AutoText: An End-to-End AutoAI Framework for Text

  • Arunima Chaudhary
  • Alayt Issak
  • Kiran Kate
  • Yannis Katsis
  • Abel Valente
  • Dakuo Wang
  • Alexandre Evfimievski
  • Sairam Gurajada

Building models for natural language processing (NLP) tasks remains a daunting task for many, requiring significant technical expertise, efforts, and resources. In this demonstration, we present AutoText, an end-to-end AutoAI framework for text, to lower the barrier of entry in building NLP models. AutoText combines state-of-the-art AutoAI optimization techniques and learning algorithms for NLP tasks into a single extensible framework. Through its simple, yet powerful UI, non-AI experts (e. g. , domain experts) can quickly generate performant NLP models with support to both control (e. g. , via specifying constraints) and understand learned models.

IJCAI Conference 2021 Conference Paper

Graph-Augmented Code Summarization in Computational Notebooks

  • April Wang
  • Dakuo Wang
  • Xuye Liu
  • Lingfei Wu

Computational notebooks allow data scientists to express their ideas through a combination of code and documentation. However, data scientists often pay attention only to the code and neglect the creation of the documentation in a notebook.
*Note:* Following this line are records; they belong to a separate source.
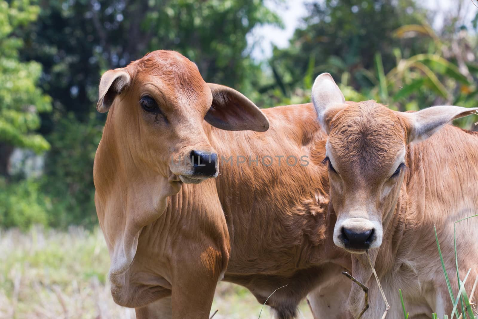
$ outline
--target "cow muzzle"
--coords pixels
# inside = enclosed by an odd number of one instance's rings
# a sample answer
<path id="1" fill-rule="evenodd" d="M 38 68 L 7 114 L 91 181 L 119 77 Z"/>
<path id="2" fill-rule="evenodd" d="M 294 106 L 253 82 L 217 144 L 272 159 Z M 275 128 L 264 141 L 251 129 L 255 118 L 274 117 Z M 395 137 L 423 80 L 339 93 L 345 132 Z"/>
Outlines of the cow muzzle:
<path id="1" fill-rule="evenodd" d="M 381 225 L 363 218 L 350 218 L 337 223 L 334 230 L 334 242 L 353 253 L 363 253 L 380 246 Z"/>
<path id="2" fill-rule="evenodd" d="M 217 177 L 219 171 L 216 153 L 193 150 L 189 154 L 189 169 L 177 174 L 183 183 L 199 184 L 207 178 Z"/>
In this work, we present a human-centered automation system, Themisto, that can support users to easily create documentation via three approaches: 1) We have developed and reported a GNN-augmented code documentation generation algorithm in a previous paper, which can generate documentation for a given source code; 2) Themisto also implements a query-based approach to retrieve the online API documentation as the summary for certain types of source code; 3) Lastly, Themistoalso enables a user prompt approach to motivate users to write documentation for some use cases that automation does not work well.

AAAI Conference 2020 Conference Paper

An ADMM Based Framework for AutoML Pipeline Configuration

  • Sijia Liu
  • Parikshit Ram
  • Deepak Vijaykeerthy
  • Djallel Bouneffouf
  • Gregory Bramble
  • Horst Samulowitz
  • Dakuo Wang
  • Andrew Conn

We study the AutoML problem of automatically configuring machine learning pipelines by jointly selecting algorithms and their appropriate hyper-parameters for all steps in supervised learning pipelines. This black-box (gradient-free) optimization with mixed integer & continuous variables is a challenging problem. We propose a novel AutoML scheme by leveraging the alternating direction method of multipliers (ADMM). The proposed framework is able to (i) decompose the optimization problem into easier sub-problems that have a reduced number of variables and circumvent the challenge of mixed variable categories, and (ii) incorporate black-box constraints alongside the black-box optimization objective. We empirically evaluate the flexibility (in utilizing existing AutoML techniques), effectiveness (against open source AutoML toolkits), and unique capability (of executing AutoML with practically motivated black-box constraints) of our proposed scheme on a collection of binary classification data sets from UCI ML & OpenML repositories. We observe that on an average our framework provides significant gains in comparison to other AutoML frameworks (Auto-sklearn & TPOT), highlighting the practical advantages of this framework.